Après Montaigne, Proust et d’autres, Un été avec Homère s’inscrit dans une série annuelle d’émissions de radio, publiées ensuite en librairie. Le livre est la transcription d’émissions préparées et présentées pendant l’été 2017 par Sylvain Tesson. Pour relire et commenter l’Iliade et l’Odyssée, cet homme de défis, arpenteur de la planète, chantre impénitent de la nature et intellectuel inclassable, s’était cloîtré pendant plusieurs semaines dans une minuscule île grecque, afin, explique-t-il, de capter les couleurs, la musique et les vibrations de l’univers d’Homère – un nom qui recouvre lui-même un mystère.
L’Iliade et l’Odyssée s’intègrent parfaitement dans l’ordinaire de l’amateur de romans que je suis. L’histoire de la guerre de Troie, tout comme celle du retour d’Ulysse en ses terres, constituent de longues sagas littéraires on ne peut plus romanesques. Une difficulté, toutefois : ces œuvres se présentent sous la forme de poèmes totalisant à elles deux, près de trente mille vers ! En lire l’intégralité, même en français, reste inaccessible au lecteur moyen, même si des traductions en vers reproduisent fidèlement la poésie de l’original, même si je me suis délecté des nombreux vers insérés par Tesson pour émailler son propos. Je lui sais surtout infiniment gré de m’avoir rappelé clairement les péripéties de l’Iliade et de l’Odyssée
Je ne m’y étais plus vraiment intéressé depuis la classe de 6ème, mais j’avais gardé en mémoire les tenants et aboutissants de la guerre de Troie. J’avoue toutefois avoir oublié que l’Iliade ne portait que sur un court épisode de ce long et sanglant conflit ; un épisode consacré essentiellement à Achille, depuis la bouderie où il s’était enfermé, offensé par Agamemnon, jusqu’aux funérailles d’Hector, après le combat suprême dont il était sorti vainqueur... Ah, Achille !... Son brio, ses combats, ses victoires avaient ébloui mes dix ans, comme ceux de mes fils l’ont été par les exploits de Musclor et autres héros d’animation super-vitaminés de la télé du dimanche matin... J’avais moins accroché avec l’Odyssée. J’étais un trop grand garçon pour croire aux enchanteresses, aux monstres et aux déguisements. J’étais un trop petit garçon pour être émoustillé par les aventures féminines du héros. J’avais même été choqué par une illustration où Ulysse apparaissait nu devant Nausicaa. En fait, la seule partie de l’Odyssée qui m’avait plu était la scène finale de la révélation et de la vengeance.

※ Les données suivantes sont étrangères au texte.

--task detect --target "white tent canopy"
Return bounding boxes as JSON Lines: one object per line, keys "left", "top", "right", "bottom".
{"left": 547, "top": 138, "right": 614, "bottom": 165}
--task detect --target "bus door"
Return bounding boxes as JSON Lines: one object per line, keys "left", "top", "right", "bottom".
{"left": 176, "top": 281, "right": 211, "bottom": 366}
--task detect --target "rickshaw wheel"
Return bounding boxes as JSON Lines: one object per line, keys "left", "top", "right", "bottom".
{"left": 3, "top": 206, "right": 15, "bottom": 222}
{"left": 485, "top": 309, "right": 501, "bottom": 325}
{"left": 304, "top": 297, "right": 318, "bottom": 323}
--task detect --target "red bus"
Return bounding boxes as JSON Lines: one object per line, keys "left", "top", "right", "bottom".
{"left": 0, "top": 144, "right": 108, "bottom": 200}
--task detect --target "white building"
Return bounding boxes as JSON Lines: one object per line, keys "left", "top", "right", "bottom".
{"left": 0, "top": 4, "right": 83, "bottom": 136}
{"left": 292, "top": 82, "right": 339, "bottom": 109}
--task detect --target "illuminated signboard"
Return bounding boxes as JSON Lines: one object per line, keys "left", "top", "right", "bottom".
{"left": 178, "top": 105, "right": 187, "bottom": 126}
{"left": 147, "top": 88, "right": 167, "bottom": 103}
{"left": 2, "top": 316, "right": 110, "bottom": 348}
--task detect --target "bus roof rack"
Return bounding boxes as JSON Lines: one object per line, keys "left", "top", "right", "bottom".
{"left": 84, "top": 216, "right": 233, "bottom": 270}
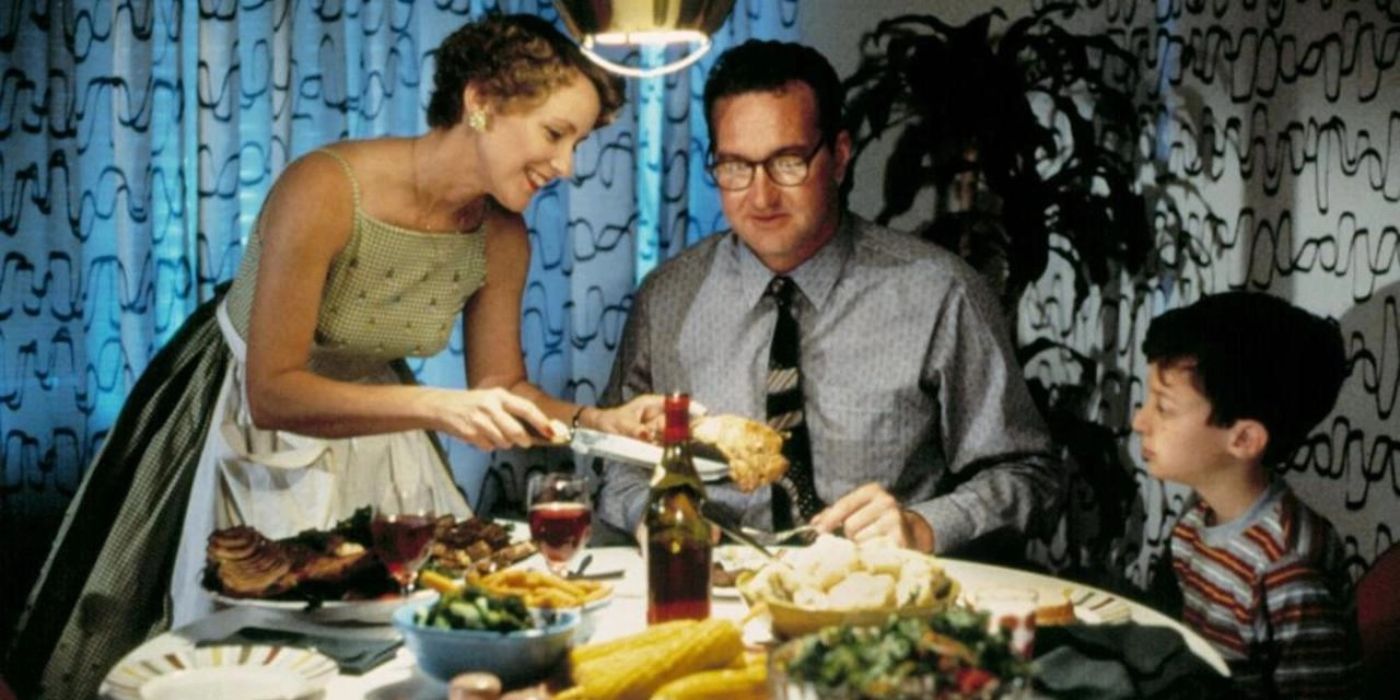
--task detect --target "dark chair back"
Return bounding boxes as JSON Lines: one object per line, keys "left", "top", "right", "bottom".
{"left": 1358, "top": 541, "right": 1400, "bottom": 698}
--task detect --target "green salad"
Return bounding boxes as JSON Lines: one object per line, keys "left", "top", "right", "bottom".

Sylvain Tesson m’a fait découvrir l’Iliade et l’Odyssée dans toute leur profondeur, un monde manipulé par des dieux trop humains pour être respectables, un monde qui évolue entre réalisme et merveilleux. J’ai compris que le brio d’Achille n’est que folie meurtrière incontrôlée et suicidaire, alors que le problème d’Ulysse, cet homme tout en ruse et en maîtrise de soi, est qu’au fond de lui, il a bien du mal à choisir entre le frisson de l’aventure et la douceur du foyer familial…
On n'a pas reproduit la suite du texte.